Cagliaritani, visitatori e turisti, potranno ammirare – grazie anche al nuovo sistema di illuminazione, il primo in Italia, e utilizzato al Louvre per la Gioconda di Leonardo – una grande e inedita opera di Maria Lai, tutti i giorni, esclusa la domenica, dalle 10 del mattino sino alle 6 del pomeriggio.

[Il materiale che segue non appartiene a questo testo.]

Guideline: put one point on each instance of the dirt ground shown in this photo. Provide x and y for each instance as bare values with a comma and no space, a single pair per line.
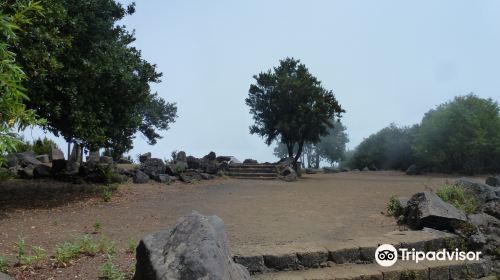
317,207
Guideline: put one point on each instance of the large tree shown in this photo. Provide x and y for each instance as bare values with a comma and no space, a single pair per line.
289,104
85,77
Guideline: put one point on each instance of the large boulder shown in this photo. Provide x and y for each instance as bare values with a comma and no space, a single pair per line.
482,192
493,181
412,170
27,158
196,248
426,209
144,157
153,167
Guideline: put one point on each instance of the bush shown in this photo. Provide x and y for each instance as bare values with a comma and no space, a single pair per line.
458,197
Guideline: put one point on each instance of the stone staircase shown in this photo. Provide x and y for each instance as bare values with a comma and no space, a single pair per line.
252,171
354,259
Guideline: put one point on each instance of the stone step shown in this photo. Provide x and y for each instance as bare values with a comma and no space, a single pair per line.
296,256
252,170
426,270
260,175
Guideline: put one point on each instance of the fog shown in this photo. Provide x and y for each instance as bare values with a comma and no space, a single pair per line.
386,61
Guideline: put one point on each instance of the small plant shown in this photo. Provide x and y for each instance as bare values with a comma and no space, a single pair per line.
97,226
106,195
109,271
394,207
458,197
131,245
4,265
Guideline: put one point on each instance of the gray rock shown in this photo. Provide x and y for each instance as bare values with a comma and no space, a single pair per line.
493,181
55,153
27,158
43,158
196,248
4,276
144,157
426,209
483,192
140,177
153,167
42,171
412,170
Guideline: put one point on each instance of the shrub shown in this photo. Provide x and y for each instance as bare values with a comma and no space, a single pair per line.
458,197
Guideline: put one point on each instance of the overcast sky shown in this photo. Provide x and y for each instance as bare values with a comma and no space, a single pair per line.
386,61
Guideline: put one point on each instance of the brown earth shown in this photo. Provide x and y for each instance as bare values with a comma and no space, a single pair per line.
317,207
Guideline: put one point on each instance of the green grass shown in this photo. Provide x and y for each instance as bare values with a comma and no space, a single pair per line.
458,197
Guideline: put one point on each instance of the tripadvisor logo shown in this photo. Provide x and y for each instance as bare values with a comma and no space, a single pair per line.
387,255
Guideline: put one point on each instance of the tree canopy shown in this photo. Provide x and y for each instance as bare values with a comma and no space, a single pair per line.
86,79
289,104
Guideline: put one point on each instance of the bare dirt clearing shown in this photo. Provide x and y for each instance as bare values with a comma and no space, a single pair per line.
317,207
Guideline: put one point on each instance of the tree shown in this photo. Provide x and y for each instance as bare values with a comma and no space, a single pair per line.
290,105
86,79
462,135
13,112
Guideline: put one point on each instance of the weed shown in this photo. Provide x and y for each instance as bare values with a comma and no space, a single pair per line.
4,265
458,197
97,226
109,271
394,207
131,245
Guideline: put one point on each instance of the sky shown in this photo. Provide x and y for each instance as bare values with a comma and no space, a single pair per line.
386,61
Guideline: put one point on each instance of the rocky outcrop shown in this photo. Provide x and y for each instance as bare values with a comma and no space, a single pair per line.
196,248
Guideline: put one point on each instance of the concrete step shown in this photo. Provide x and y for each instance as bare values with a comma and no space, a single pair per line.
260,175
426,270
297,256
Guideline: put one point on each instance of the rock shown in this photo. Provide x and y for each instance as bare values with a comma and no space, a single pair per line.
58,165
482,192
4,276
106,159
493,181
196,248
26,172
140,177
153,167
223,158
426,209
42,171
211,156
193,163
144,157
27,158
43,158
181,156
412,170
55,153
190,176
11,160
234,160
250,161
123,160
288,174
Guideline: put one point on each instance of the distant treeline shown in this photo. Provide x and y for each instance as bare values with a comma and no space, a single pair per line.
462,135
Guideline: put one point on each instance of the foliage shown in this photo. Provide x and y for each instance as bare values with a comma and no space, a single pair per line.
4,265
13,93
458,197
109,271
86,78
330,147
462,135
289,104
394,207
389,148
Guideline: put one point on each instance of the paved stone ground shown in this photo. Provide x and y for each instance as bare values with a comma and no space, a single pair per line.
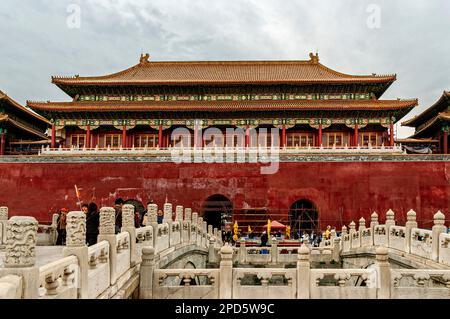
44,255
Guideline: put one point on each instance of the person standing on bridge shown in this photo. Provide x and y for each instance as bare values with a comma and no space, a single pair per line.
92,224
118,207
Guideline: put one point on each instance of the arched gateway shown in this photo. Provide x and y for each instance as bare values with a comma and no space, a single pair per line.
218,211
303,216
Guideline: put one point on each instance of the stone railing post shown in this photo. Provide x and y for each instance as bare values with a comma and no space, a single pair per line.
107,232
242,253
146,273
373,222
274,250
168,214
336,254
390,221
179,214
76,246
351,230
438,228
200,232
205,241
226,272
20,258
128,225
193,230
410,224
188,214
303,273
384,275
362,224
54,226
152,210
212,257
3,224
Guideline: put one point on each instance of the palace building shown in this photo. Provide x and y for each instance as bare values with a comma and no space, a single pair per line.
311,104
432,127
21,130
334,134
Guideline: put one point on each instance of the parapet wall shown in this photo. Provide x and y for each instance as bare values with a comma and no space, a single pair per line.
341,190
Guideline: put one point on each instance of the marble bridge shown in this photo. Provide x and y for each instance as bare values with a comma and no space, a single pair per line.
185,258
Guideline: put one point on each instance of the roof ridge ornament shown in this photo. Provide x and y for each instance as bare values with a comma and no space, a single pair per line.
314,58
145,58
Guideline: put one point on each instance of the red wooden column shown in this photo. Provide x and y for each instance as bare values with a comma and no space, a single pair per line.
53,145
160,137
247,136
2,144
391,134
320,136
195,136
124,136
445,142
88,137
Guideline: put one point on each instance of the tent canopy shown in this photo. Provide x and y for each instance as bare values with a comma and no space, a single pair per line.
275,225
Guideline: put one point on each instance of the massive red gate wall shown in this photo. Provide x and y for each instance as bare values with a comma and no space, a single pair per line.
342,191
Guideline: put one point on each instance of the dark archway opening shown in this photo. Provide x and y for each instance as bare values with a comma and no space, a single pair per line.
218,212
303,216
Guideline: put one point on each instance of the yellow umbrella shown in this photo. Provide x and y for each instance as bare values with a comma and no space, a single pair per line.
236,228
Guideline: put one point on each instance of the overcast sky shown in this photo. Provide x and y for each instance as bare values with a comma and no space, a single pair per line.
409,38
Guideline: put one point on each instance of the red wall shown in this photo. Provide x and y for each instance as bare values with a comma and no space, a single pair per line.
341,190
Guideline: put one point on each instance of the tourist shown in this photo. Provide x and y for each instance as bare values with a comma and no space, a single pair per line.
264,239
328,232
92,224
160,217
118,208
61,227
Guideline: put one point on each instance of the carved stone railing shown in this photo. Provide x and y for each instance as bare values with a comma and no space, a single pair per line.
99,270
58,279
186,284
428,244
343,284
266,283
105,270
11,287
444,249
420,284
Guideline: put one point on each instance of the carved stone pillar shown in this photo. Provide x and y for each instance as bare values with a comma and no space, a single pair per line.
128,225
168,213
179,213
226,272
410,224
382,260
146,273
20,259
107,232
438,228
188,214
76,246
152,211
3,223
303,272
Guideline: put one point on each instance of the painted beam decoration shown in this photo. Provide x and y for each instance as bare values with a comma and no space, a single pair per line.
243,123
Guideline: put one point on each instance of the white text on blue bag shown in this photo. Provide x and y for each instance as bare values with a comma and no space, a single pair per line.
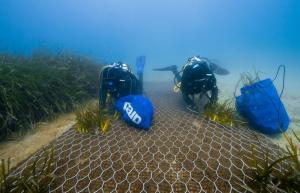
131,113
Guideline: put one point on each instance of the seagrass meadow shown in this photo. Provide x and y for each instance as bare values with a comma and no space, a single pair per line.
37,87
182,152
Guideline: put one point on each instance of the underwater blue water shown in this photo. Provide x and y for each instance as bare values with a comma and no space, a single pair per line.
241,35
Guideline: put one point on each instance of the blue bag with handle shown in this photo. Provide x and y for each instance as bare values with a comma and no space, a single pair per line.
262,106
136,110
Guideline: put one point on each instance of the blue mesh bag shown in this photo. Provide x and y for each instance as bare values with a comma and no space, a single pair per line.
262,106
136,110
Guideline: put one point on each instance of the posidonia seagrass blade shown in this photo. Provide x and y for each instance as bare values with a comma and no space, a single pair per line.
37,87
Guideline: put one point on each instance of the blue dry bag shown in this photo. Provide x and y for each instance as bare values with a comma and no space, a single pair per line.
136,110
261,105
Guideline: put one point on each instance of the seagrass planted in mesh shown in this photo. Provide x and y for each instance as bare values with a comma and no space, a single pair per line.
181,153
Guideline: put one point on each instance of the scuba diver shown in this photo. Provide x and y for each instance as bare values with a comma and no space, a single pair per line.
196,80
116,81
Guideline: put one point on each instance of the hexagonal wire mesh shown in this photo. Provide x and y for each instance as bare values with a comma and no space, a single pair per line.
181,153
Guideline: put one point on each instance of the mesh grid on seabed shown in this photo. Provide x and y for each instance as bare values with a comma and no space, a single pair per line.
182,152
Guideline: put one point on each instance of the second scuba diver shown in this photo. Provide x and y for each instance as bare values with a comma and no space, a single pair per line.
196,79
117,80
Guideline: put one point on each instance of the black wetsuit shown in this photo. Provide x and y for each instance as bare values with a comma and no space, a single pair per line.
118,83
198,78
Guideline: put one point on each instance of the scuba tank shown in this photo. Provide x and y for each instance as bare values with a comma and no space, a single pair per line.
196,81
116,81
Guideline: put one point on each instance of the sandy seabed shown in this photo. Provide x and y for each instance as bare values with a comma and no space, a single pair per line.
43,133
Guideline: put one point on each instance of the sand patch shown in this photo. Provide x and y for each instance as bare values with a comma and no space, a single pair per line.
42,134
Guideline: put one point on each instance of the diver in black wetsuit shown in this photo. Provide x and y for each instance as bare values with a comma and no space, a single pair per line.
197,78
116,81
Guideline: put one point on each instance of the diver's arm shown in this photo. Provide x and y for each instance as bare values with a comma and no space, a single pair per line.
173,69
218,70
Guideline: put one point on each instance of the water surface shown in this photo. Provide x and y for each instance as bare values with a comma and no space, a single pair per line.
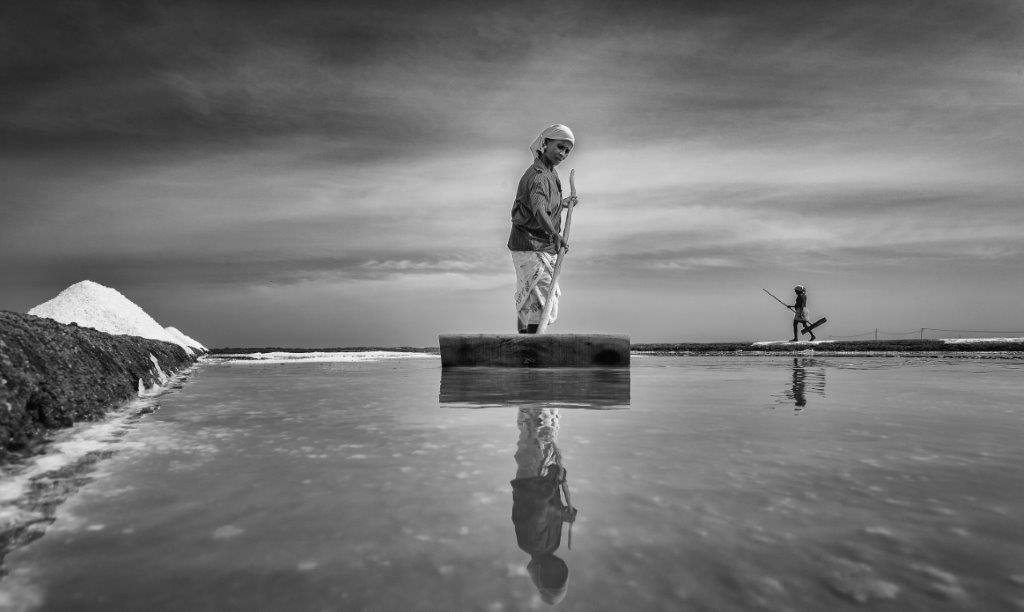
699,483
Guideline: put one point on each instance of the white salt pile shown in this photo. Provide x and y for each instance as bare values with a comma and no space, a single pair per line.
91,305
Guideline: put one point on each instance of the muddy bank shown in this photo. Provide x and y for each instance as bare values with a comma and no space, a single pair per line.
52,375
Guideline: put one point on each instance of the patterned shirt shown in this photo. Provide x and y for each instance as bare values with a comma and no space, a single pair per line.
539,189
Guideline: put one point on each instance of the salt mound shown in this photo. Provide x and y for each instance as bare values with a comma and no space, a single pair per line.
182,339
92,305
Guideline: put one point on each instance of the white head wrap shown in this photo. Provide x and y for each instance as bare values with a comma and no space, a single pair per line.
555,132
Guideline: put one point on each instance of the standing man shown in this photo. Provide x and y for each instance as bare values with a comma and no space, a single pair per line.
537,227
800,312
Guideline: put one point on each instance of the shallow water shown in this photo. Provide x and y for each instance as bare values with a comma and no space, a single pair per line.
701,483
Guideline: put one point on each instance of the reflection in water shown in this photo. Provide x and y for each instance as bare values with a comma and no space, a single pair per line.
596,388
538,506
541,501
804,380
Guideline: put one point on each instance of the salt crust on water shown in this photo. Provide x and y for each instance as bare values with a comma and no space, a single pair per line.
91,305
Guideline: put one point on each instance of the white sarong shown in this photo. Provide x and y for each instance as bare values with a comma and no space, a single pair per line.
532,272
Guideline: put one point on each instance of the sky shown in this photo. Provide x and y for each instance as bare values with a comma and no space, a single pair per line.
315,174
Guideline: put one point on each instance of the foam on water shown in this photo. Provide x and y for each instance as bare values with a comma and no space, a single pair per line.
30,489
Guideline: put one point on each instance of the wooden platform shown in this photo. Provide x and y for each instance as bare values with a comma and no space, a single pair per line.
535,350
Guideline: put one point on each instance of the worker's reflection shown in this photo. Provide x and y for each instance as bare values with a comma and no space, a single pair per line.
799,376
538,507
805,378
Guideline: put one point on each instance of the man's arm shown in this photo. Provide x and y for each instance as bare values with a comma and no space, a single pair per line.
539,199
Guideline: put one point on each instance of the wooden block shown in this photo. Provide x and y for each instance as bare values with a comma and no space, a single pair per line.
593,388
535,350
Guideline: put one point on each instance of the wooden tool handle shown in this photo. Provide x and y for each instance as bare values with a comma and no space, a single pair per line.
549,303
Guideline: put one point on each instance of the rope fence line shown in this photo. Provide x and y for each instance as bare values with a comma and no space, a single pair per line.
920,333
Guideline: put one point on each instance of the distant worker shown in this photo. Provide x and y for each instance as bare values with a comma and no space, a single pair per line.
800,313
537,227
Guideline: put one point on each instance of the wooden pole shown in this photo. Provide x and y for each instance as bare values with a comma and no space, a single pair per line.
550,302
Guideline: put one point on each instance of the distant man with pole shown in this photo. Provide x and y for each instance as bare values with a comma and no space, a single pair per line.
800,313
537,235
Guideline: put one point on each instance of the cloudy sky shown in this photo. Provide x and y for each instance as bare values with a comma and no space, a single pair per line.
330,174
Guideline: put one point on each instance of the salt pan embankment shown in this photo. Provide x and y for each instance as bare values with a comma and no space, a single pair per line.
78,355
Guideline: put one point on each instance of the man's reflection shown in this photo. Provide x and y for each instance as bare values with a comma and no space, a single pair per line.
538,507
802,379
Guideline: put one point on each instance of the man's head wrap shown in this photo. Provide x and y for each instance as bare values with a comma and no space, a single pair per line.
555,132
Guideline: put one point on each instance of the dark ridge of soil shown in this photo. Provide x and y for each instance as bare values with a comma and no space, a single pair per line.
52,376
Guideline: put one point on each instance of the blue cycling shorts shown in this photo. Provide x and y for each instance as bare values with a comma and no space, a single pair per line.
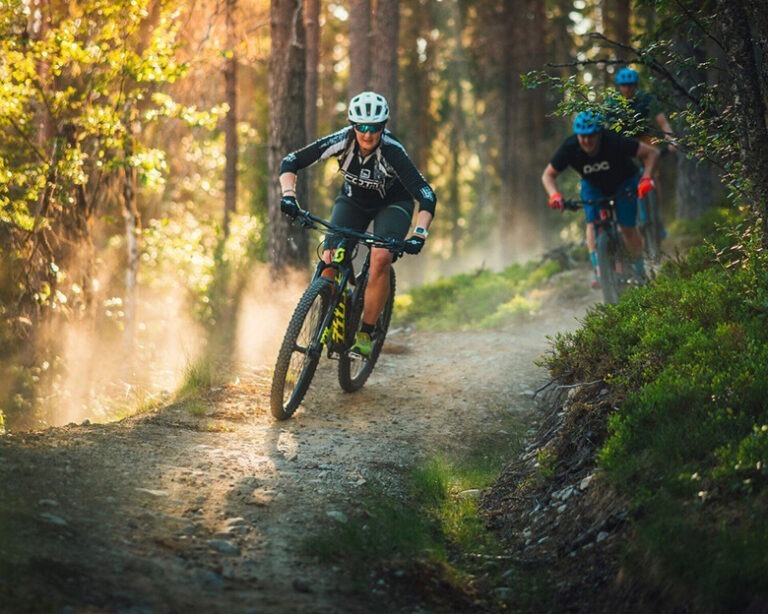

A rimarcare il concetto che sta alla base del progetto “Opera sola” la direttrice dei Musei Civici, Paola Mura. “Davanti a un’immagine tutti ci chiediamo: mi piace? Non mi piace? E tutto si ferma lì, come se fosse un problema affidato all’istinto. Su questo argomento vorrei che nascessero dialoghi. Ho fatto una proposta: che in ogni scuola, dall’asilo all’università si prepari una stanza, piccola come un tabernacolo per accogliere un’opera d’arte alla volta per almeno quindici giorni, e qualcuno aiuti i bambini, i giovani e anche gli adulti a leggere un’opera d’arte, che non è assolutamente leggibile nei musei. Perché l’adulto può leggere in uno sguardo l’intero scritto, ma al bambino bisogna insegnare a leggere prima parola per parola. Un’opera d’arte andrebbe vista per diversi giorni e guardata in silenzio e da soli, in uno spazio vuoto che nessun museo purtroppo ci propone. Questa è una proposta che io spero entri nella vostra coscienza, perché quei ragazzi, gli uomini di domani, la Sardegna di domani, ha bisogno di questo aiuto. Questo sarà il mio capolavoro se riuscirò. Tutto il resto è stata un’occasione perché avvenissero i miracoli. L’arte ha un compito preciso: quello di aprire le coscienze. Senza di questo il mondo inaridisce. L’opera d’arte è un puro gioco tra visione e pensiero, ciascuno anima e illumina l’altro in un’unica esperienza”. Le parole, lette dalla direttrice, sono quelle rilasciate da Maria Lai in occasione della sua laurea honoris causa nel 2004.